NEW YORK (Reuters) - Oil’s weeks-long slump accelerated sharply on Monday with prices tumbling as much as 6 percent to fresh 6-1/2-year lows as a renewed dive in the Chinese equities market sent global financial markets into a tailspin.
A near 9-percent fall in China shares roiled global markets and sent the Dow Jones Industrial Average .DJI down more than 1,000 points in early trading. Wall Street pared losses by mid-morning, briefly easing oil's slide, but a second wave of selling re-emerged in the afternoon.
Oil’s biggest one-day drop in nearly two months suggested that worst-case fears over the economic outlook in China, the world’s second-largest oil consumer, have eclipsed immediate signs of persistent oversupply as the main motivator.
“Today’s falls are not about oil market fundamentals. It’s all about China,” Carsten Fritsch, senior oil analyst at Commerzbank in Frankfurt, told the Reuters Global Oil Forum. “The fear is of a hard landing and that things get out of the control of the Chinese authorities.”

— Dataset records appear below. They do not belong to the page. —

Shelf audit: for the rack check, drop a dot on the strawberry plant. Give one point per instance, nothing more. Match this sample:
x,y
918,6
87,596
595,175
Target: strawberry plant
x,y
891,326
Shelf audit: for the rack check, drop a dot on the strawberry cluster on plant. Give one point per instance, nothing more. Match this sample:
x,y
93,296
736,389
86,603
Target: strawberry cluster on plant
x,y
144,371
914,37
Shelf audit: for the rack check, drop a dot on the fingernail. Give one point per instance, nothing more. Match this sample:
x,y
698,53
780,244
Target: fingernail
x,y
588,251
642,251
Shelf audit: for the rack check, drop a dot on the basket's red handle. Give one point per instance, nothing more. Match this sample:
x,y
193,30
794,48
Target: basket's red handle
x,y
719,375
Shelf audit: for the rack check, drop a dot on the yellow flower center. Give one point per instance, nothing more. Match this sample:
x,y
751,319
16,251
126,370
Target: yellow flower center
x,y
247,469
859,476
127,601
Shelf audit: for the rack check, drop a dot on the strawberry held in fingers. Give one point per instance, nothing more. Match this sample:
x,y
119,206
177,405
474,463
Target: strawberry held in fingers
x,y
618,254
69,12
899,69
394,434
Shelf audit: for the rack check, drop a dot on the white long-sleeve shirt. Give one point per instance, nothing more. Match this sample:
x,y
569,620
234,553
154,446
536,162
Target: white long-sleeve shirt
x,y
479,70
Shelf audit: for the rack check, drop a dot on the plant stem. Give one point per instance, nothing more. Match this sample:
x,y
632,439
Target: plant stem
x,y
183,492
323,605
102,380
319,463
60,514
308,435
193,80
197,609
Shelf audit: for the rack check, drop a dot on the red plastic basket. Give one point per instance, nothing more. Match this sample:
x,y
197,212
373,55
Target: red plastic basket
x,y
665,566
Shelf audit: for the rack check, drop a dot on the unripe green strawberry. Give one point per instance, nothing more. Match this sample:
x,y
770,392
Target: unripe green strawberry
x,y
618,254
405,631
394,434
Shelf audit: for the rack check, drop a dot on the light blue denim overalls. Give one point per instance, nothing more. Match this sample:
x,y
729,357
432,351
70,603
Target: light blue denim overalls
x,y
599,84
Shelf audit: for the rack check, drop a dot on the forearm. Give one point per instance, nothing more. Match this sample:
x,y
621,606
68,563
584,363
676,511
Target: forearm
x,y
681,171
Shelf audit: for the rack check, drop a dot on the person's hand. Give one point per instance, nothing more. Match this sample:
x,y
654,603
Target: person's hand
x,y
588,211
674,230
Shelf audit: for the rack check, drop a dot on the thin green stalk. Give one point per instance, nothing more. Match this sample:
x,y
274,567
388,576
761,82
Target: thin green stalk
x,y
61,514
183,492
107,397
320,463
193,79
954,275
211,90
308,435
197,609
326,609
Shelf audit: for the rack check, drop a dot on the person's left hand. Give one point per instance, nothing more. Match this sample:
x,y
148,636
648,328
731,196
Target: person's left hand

Brent October crude LCOc1 fell $2.77, or 6.1 percent, to settle at $42.69 a barrel but fell to a contract low of $42.23 in post-settlement trading, the lowest front-month price since March 2009.
Prices extended losses in after-hours trading, as the U.S. S&P Index .SPX fell by more than 4 percent at one point.
U.S. October crude CLc1 fell $2.21 or 5.5 percent to settle at $38.24, the lowest since February 2009. The $37.75 session and contract low was the lowest since February 2009.
U.S. crude, on pace for a 18 percent monthly loss, posted its eighth consecutive weekly loss on Friday, the longest weekly losing streak since 1986.
Oil’s more nearly 40 percent slump since its late-June high has set off alarm bells among some hard-hit members of OPEC, triggering some talk of an emergency meeting, although even most Gulf members see that as unlikely.
The sentiment-driven slump took a toll across the markets, with many raw materials plumbing new lows. The 19-commodity Thomson Reuters/Core Commodity CRB Index .TRJCRB dropped nearly 2.7 percent to its lowest since late 2002.
“Macro factors are currently dominating micro factors in the oil market,” analysts at Standard Chartered said in a report.
The focus on macro affairs has, for the moment, taken traders’ minds off of the looming slowdown in crude demand this autumn, when refiners shut for seasonal work. U.S. oil inventories likely rose by 2.2 million barrels last week, extending an early build-up in excess supplies.